Raymond Doyle, WB Engineers+Consultants
Desmond Greene, WB Engineers+Consultants

New buildings are often in the news promoting their sustainable design. We're shifting the conversation from the sustainability of new buildings to the sustainability of existing buildings. You do not need a new R&D or manufacturing building to be sustainable. Our conversation will describe how to reposition existing buildings.

We'll tell the story of a recent project for a life sciences developer, where a detailed master plan and a phased approach enabled the client to achieve sustainability goals when they converted an existing warehouse to a new R&D space. We'll talk about how the code impacted this project from incentives to penalties.

From there, we'll describe different strategies to reduce energy consumption and carbon impact. A second project story, about a major pharmaceutical company, will follow our team's process and challenges in transforming one of the client's existing buildings from one that consumed a lot of energy to one that helps the company achieve their ESG goals. In the process, we were also able to reduce the building's operating costs. The secret to this success? Retro-commissioning. For both of our stories, what led our clients to meet their sustainability goals was making good decisions for the right reasons.

Learning Objectives

  • Have a better understanding of how to reposition an existing R&D or manufacturing building to be sustainable;
  • Learn what to consider in a developing a master plan for converting an existing building to R&D or manufacturing, especially how the code impacts;
  • Understand strategies to reduce energy consumption and carbon impact for life sciences facilities and meet ESG goals; and
  • Understand the importance of retro-commissioning in achieving sustainability goals.
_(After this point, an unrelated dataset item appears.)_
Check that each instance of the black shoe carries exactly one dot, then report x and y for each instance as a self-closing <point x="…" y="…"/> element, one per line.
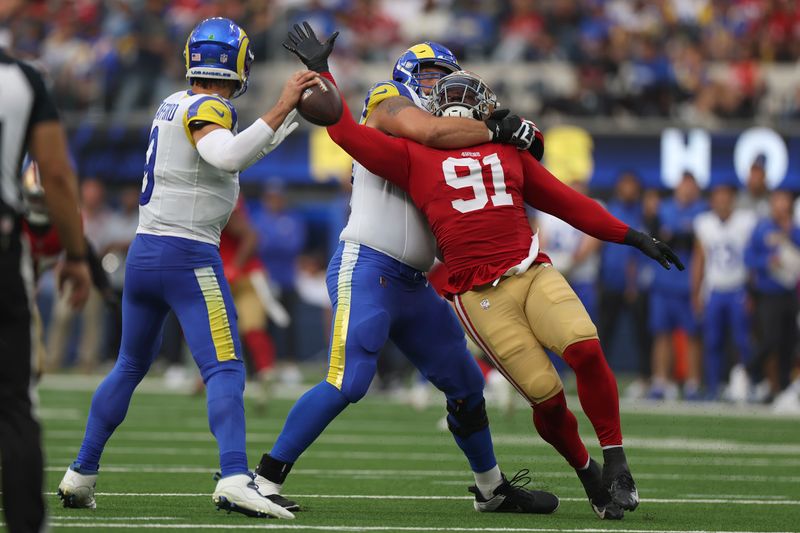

As national life sciences market lead, Ray advises on WB's projects and manages corporate life sciences accounts. He contributed to The NIH's Design Requirements Manual, which established policy, design requirements, and standards for life science design projects. His experience includes more the one million SF of FDA lab spaces.

Desmond's background is in MEP engineering, energy and sustainability design, and carbon emissions. He is a licensed professional engineer, certified energy manager with AEE, and a certified Low Carbon Consultant with CIBSE. He focuses on helping clients reduce their carbon emissions, improve ESG scores, and comply with new codes and regulations.